Men who made an effort to think differently about their memories were likely to recall more positive memories than their peers. Men who used used suppression did not effect the recalling of positive or negative memories. However, women’s suppression was significantly associated with the recall of negative memories but with a lower mode afterward.


These findings are beneficial for both men and women to help them with understanding how they can deal with their negative and positive memories.




What do you guys think? Do you think that our abilities to recall memories are affected by gender and personality or does it just depend on the person only?




  1. Ben Harrison
    April 23, 2012 at 4:02 pm

    It is funny that you post this now, as one of my friends just did a similar study for a psych class. Participants were shown 10 words for a limited time, and then were given a short time to write any of the words they remembered. There were seven sets of words. The words chosen had specific meanings to men and women. One section, for example, contained brand names recognisable to many women, but alien to men. The opposite was also true for other sections, and some others contained a mix, or neutral words.

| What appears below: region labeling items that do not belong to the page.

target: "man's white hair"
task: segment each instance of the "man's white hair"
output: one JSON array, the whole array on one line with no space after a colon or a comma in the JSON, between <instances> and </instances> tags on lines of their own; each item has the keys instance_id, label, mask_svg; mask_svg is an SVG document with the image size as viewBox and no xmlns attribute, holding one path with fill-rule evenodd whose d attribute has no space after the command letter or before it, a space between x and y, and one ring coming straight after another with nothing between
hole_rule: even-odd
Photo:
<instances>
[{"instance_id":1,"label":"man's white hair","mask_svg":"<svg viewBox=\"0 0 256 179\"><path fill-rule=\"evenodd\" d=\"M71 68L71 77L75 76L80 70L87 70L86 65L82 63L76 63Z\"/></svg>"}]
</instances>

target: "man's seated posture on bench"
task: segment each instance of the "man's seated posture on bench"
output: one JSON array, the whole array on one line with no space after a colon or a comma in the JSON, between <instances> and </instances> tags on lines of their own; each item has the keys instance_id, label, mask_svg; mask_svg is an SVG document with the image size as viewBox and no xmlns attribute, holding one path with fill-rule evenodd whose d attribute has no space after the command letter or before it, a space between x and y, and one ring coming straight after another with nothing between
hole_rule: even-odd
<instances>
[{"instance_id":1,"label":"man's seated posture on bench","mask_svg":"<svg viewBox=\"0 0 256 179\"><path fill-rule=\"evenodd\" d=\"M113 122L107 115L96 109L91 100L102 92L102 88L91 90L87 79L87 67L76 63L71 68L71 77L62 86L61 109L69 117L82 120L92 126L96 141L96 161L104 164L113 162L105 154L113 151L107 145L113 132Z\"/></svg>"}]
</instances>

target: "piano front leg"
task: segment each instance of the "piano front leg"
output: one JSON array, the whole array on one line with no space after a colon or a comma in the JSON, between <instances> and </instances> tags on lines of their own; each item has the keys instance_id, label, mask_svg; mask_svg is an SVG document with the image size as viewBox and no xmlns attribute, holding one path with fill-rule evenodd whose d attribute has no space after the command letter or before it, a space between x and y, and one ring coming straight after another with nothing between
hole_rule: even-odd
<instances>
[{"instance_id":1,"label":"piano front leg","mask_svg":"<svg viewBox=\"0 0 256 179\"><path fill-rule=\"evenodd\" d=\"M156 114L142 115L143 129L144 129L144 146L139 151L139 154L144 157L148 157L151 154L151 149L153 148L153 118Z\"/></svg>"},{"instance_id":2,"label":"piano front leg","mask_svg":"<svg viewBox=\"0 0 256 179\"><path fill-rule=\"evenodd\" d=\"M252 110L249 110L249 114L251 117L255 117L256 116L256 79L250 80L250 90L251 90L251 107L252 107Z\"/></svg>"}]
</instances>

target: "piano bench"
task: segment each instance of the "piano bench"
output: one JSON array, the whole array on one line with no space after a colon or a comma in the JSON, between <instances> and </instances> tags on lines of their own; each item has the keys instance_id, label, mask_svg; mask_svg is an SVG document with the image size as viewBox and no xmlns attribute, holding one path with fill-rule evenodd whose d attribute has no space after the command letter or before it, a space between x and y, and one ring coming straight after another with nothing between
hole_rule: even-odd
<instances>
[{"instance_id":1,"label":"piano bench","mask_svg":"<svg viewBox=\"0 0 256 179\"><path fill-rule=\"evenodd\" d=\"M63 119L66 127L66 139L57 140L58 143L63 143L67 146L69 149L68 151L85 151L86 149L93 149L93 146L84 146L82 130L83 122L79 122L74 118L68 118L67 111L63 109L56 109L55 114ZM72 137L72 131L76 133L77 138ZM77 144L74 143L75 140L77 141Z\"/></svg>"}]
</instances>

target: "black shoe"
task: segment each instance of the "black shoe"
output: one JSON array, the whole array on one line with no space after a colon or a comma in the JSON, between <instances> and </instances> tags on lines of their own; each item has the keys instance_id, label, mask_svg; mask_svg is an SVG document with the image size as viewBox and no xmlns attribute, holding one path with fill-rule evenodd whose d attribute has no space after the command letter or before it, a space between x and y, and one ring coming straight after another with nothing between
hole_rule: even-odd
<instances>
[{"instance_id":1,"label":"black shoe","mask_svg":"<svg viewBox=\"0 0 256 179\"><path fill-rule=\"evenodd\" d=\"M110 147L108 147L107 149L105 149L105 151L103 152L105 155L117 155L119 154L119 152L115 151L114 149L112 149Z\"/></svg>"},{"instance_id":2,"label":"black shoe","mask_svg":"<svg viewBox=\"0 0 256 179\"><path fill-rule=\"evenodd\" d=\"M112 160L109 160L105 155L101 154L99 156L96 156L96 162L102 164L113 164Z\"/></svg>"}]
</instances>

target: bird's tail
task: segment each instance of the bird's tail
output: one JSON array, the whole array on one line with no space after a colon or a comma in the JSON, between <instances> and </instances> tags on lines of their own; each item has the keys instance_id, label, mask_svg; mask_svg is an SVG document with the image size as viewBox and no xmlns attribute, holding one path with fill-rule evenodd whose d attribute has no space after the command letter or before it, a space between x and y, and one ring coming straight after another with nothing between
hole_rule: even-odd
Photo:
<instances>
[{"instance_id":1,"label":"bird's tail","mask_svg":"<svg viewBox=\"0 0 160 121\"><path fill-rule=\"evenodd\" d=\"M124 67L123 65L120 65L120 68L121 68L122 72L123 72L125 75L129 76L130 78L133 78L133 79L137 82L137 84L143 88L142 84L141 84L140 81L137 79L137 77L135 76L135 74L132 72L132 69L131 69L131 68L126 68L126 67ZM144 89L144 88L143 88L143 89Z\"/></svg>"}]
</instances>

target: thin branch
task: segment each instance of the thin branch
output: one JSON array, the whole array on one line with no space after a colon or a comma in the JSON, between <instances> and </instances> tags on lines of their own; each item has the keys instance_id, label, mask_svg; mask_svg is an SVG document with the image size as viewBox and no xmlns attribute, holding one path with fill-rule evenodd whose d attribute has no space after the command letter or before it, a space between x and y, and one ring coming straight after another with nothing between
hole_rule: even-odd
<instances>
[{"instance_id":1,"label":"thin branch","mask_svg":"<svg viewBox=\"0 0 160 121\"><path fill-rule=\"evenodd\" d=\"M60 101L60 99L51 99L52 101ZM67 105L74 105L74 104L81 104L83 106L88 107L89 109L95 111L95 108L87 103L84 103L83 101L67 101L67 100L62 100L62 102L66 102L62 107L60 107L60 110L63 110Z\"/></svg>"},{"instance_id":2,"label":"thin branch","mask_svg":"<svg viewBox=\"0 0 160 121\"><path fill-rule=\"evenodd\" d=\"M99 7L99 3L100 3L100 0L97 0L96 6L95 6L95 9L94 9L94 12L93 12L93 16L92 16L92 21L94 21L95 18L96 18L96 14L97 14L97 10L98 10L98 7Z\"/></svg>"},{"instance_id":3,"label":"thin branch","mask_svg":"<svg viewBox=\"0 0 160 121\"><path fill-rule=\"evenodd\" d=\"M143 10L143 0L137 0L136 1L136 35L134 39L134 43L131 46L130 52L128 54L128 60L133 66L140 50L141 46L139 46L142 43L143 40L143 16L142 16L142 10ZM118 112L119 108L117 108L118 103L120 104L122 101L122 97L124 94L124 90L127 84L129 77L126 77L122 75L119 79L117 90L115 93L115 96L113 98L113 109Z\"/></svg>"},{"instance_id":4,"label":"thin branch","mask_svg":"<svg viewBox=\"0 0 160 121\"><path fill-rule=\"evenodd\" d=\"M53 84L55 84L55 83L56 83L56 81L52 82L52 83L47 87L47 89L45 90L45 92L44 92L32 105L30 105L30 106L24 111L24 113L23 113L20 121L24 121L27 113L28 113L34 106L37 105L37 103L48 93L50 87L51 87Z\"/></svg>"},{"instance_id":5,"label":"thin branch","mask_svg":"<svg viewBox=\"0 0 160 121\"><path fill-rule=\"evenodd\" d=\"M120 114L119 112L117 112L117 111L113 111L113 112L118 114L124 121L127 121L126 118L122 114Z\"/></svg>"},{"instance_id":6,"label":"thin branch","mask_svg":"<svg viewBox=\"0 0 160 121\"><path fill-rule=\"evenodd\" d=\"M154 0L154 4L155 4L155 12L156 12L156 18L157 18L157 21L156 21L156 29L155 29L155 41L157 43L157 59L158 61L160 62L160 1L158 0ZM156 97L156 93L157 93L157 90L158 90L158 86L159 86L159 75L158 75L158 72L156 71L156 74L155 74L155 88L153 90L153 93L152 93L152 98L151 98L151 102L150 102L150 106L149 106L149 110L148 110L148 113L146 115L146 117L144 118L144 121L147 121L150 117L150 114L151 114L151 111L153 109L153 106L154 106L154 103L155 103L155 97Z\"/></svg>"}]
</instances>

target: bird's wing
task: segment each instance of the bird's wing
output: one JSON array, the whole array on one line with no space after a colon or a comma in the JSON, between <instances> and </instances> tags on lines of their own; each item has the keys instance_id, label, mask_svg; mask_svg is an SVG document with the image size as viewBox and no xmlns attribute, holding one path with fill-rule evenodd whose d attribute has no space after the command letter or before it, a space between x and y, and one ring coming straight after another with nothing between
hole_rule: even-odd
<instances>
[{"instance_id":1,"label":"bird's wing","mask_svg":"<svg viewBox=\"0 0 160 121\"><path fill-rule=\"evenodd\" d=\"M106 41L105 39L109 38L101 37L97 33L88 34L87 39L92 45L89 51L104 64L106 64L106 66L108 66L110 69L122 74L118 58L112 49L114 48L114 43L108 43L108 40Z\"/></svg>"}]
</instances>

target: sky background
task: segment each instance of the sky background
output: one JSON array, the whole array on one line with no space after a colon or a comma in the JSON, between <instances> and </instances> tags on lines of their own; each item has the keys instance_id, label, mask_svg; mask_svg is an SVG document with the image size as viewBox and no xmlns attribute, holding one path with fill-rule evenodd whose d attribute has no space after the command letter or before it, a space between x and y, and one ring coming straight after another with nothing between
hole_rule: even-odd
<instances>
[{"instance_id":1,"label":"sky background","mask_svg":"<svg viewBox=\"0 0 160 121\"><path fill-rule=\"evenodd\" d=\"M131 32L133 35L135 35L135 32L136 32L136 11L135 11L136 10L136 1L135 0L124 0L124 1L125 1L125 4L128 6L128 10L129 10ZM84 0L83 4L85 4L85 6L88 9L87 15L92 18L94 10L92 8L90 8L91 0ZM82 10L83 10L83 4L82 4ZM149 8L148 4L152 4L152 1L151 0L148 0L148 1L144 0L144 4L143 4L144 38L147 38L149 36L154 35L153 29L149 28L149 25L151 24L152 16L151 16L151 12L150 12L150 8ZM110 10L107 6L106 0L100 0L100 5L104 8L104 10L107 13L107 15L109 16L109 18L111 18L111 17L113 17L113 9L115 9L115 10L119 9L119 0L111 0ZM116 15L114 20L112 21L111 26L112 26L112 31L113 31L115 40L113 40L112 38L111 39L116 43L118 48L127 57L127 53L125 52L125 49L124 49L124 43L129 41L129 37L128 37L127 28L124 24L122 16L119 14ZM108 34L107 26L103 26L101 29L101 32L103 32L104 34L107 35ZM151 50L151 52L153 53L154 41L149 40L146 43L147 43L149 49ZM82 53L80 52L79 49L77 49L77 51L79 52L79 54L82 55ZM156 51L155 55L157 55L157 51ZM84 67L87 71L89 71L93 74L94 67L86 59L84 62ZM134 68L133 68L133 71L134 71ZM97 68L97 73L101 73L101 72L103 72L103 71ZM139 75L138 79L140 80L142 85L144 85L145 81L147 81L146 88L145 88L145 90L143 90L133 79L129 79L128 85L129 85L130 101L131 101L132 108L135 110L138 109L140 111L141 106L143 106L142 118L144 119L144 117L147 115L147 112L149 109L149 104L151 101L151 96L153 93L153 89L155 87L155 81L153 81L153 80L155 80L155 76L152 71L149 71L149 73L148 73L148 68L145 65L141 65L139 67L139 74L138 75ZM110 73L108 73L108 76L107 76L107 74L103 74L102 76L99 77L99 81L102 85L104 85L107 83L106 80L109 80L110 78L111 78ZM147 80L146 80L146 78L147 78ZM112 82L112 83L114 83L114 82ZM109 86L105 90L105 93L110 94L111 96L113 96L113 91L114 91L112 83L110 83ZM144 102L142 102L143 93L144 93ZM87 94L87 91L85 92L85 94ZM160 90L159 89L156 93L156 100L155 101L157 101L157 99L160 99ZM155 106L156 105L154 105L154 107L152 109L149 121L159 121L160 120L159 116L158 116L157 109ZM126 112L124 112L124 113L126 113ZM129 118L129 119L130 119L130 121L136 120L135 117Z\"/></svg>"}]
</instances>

    It is clear through past research that men and women process things differently, and it doesn’t surprise me that men and women remember differently. It also makes sense that personality causes changes in a way a person remembers something. This concept fascinates me. If you had two people and subjected them to the exact same day, with the same events happening, they would still manage to experience it so differently. I think that even a persons outlook can change what they remember. If I’m having a bad day, and someone cuts me off, I’m probably more likely to remember it then if I were having a normal day.

    Do you also think that emotions can change how or even what you remember?